NVIDIA / gpu-feature-discovery

GPU plugin to the node feature discovery for Kubernetes
Apache License 2.0
292 stars 47 forks source link

Failed to construct MIG resource labeler #24

Closed chi2liu closed 1 year ago

chi2liu commented 2 years ago

I deployed the gpu-feature-discovery by helm, but I met the error logs of pod

gpu-feature-discovery: 2022/06/15 03:25:50 Start running gpu-feature-discovery: 2022/06/15 03:25:50 Warning: Error removing output file: failed to remove output file: remove /etc/kubernetes/node-feature-discovery/features.d/gfd: no such file or directory gpu-feature-discovery: 2022/06/15 03:25:50 Exiting gpu-feature-discovery: 2022/06/15 03:25:50 Error: error creating NVML labeler: error creating resource labeler: failed to construct MIG resource labeler: failed to create labeler for mig-strategy=single: failed to check for empty MIG-enabled devices: NVML error: Not Found

klueska commented 2 years ago

Can you give us a bit more detail on your setup? What type of GPU do you have?

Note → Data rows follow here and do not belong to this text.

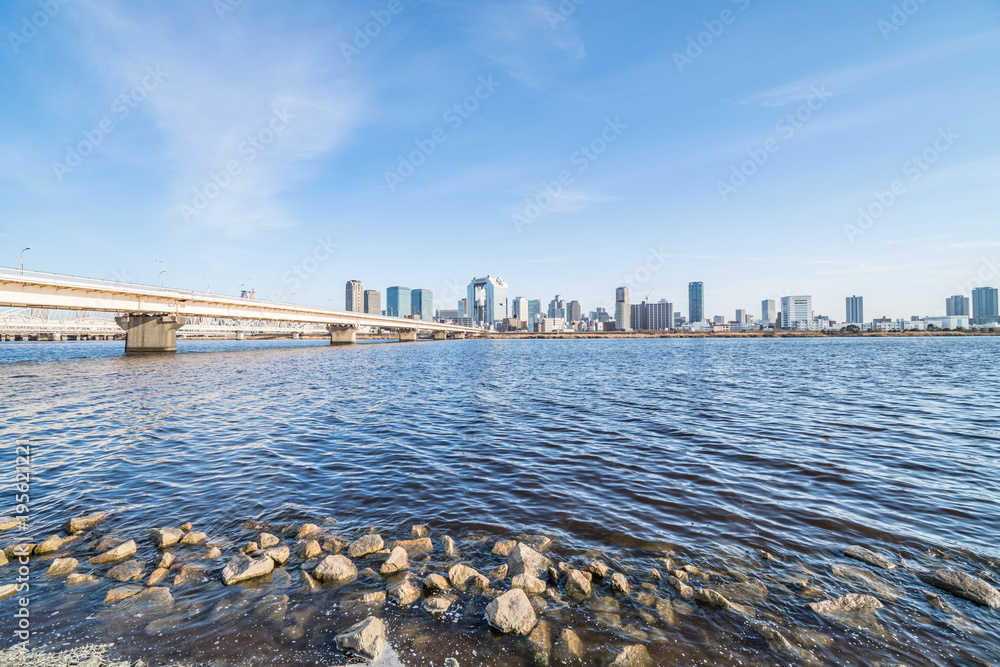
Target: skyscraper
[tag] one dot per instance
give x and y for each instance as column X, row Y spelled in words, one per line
column 796, row 312
column 696, row 302
column 984, row 306
column 623, row 312
column 855, row 310
column 354, row 301
column 488, row 301
column 373, row 302
column 957, row 305
column 397, row 302
column 422, row 305
column 768, row 311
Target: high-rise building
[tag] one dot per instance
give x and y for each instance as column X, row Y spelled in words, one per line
column 769, row 311
column 422, row 305
column 488, row 301
column 984, row 306
column 397, row 302
column 623, row 312
column 696, row 302
column 354, row 301
column 957, row 305
column 373, row 302
column 796, row 312
column 855, row 310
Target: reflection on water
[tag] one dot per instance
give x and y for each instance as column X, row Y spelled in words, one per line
column 703, row 451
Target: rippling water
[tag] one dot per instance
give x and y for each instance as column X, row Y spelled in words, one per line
column 627, row 450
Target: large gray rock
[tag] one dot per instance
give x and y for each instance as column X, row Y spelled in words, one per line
column 366, row 638
column 243, row 567
column 336, row 569
column 964, row 586
column 512, row 613
column 868, row 556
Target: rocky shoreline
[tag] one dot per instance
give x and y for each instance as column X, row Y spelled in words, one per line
column 521, row 581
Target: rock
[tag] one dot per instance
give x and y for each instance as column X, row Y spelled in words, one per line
column 119, row 553
column 567, row 648
column 504, row 547
column 127, row 571
column 522, row 559
column 528, row 584
column 619, row 584
column 307, row 530
column 578, row 585
column 511, row 613
column 77, row 579
column 82, row 523
column 397, row 562
column 309, row 549
column 848, row 603
column 464, row 578
column 164, row 537
column 868, row 556
column 194, row 538
column 157, row 577
column 368, row 544
column 60, row 567
column 435, row 582
column 278, row 554
column 963, row 585
column 635, row 655
column 242, row 567
column 366, row 638
column 403, row 591
column 336, row 570
column 598, row 568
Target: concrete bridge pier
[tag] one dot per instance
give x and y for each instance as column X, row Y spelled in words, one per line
column 150, row 333
column 342, row 334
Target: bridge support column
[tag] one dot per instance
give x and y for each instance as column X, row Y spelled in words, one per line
column 150, row 333
column 342, row 334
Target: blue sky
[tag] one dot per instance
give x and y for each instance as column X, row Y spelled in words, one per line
column 593, row 144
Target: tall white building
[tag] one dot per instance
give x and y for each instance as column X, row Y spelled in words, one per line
column 487, row 301
column 796, row 312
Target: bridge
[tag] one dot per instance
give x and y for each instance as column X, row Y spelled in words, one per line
column 151, row 316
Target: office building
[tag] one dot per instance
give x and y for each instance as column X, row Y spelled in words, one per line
column 373, row 302
column 354, row 300
column 696, row 302
column 957, row 306
column 855, row 310
column 768, row 312
column 984, row 306
column 422, row 305
column 796, row 312
column 623, row 312
column 487, row 301
column 397, row 302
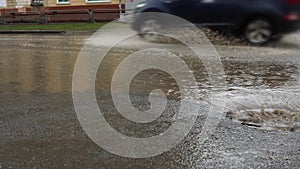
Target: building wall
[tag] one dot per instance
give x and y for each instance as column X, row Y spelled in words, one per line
column 56, row 3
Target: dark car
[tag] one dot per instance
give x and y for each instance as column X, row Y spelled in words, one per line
column 259, row 21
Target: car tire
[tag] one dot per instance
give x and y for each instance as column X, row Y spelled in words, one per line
column 259, row 31
column 149, row 29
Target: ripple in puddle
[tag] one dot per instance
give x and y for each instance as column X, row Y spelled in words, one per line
column 270, row 111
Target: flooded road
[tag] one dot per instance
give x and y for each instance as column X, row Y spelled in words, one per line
column 39, row 127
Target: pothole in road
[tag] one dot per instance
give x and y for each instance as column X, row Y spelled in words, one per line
column 269, row 111
column 269, row 119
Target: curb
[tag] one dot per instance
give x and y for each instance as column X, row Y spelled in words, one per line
column 31, row 31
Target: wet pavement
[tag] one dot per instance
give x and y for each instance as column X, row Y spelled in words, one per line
column 39, row 127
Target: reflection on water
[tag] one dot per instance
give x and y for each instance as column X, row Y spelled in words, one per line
column 38, row 63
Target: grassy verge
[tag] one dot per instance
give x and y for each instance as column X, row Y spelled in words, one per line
column 64, row 27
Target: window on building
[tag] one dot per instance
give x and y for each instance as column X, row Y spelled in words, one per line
column 91, row 1
column 63, row 1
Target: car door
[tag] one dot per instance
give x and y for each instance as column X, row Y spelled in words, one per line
column 218, row 12
column 186, row 9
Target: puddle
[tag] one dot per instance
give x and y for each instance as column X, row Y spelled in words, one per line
column 271, row 110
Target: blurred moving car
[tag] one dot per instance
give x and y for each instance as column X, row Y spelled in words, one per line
column 259, row 21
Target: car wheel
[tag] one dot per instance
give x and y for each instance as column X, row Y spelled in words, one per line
column 259, row 31
column 149, row 29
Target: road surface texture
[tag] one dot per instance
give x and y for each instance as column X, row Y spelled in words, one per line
column 39, row 127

What is your driver version? How are you deploying / running gpu-feature-discovery, etc.

chi2liu commented 2 years ago

We have a k8s cluster(v1.21.1) with an A100 dual GPU node. I enabled the MIG mode and deployed it as a 4-card MIG NVIDIA-SMI 510.47.03 Driver Version: 510.47.03 CUDA Version: 11.6

sudo nvidia-smi -mig 1;
  nvidia-smi --query-gpu=pci.bus_id,mig.mode.current --format=csv;
  nvidia-smi;
  sudo reboot
  sudo nvidia-smi mig --list-gpu-instance-profiles
  sudo nvidia-smi mig -cgi 9,3g.20gb -C
  sudo nvidia-smi mig -lgi
image

I installed the k8s-device-plugin with 0.12.1 version with migStrategy=single. Then I installed gpu-feature-discovery by helm and get the error of pod nvgfd-gpu-feature-discovery-jxsk8 0/1 CrashLoopBackOff 41 3h6m helm upgrade -i nvgfd --version=0.6.0 --set migStrategy=single nvgfd/gpu-feature-discovery --namespace kube-system

logs of pod

2022/06/15 06:25:03 Starting OS watcher.
2022/06/15 06:25:03 Loading configuration.
gpu-feature-discovery: 2022/06/15 06:25:03 Running gpu-feature-discovery in version 416d12ce
gpu-feature-discovery: 2022/06/15 06:25:03
Running with config:
{
  "version": "v1",
  "flags": {
    "migStrategy": "single",
    "failOnInitError": true,
    "gfd": {
      "oneshot": false,
      "noTimestamp": false,
      "sleepInterval": "1m0s",
      "outputFile": "/etc/kubernetes/node-feature-discovery/features.d/gfd"
    }
  },
  "resources": {
    "gpus": null
  },
  "sharing": {
    "timeSlicing": {}
  }
}
gpu-feature-discovery: 2022/06/15 06:25:03 Start running
gpu-feature-discovery: 2022/06/15 06:25:03 Warning: Error removing output file: failed to remove output file: remove /etc/kubernetes/node-feature-discovery/features.d/gfd: no such file or directory
gpu-feature-discovery: 2022/06/15 06:25:03 Exiting
gpu-feature-discovery: 2022/06/15 06:25:03 Error: error creating NVML labeler: error creating resource labeler: failed to construct MIG resource labeler: failed to create labeler for mig-strategy=single: failed to check for empty MIG-enabled devices: NVML error: Not Found
klueska commented 2 years ago

We’ve found some bugs in the 0.6.0 release that we are currently working to fix, but this error is slightly different. Can you try installing the 0.5.0 version of GFD and reporting if you see similar errors?

chi2liu commented 2 years ago

Yes, it is work in the 0.5.0 version. Thanks for you support

klueska commented 2 years ago

We have published an update to GFD as 0.6.1. Please let us know if it resolves your issue.

elezar commented 2 years ago

@chi2liu were you able to confirm that this resolved your issue?

elezar commented 1 year ago

@chi2liu I am closing this issue. If the latest release still shows this behaviour, please reopen.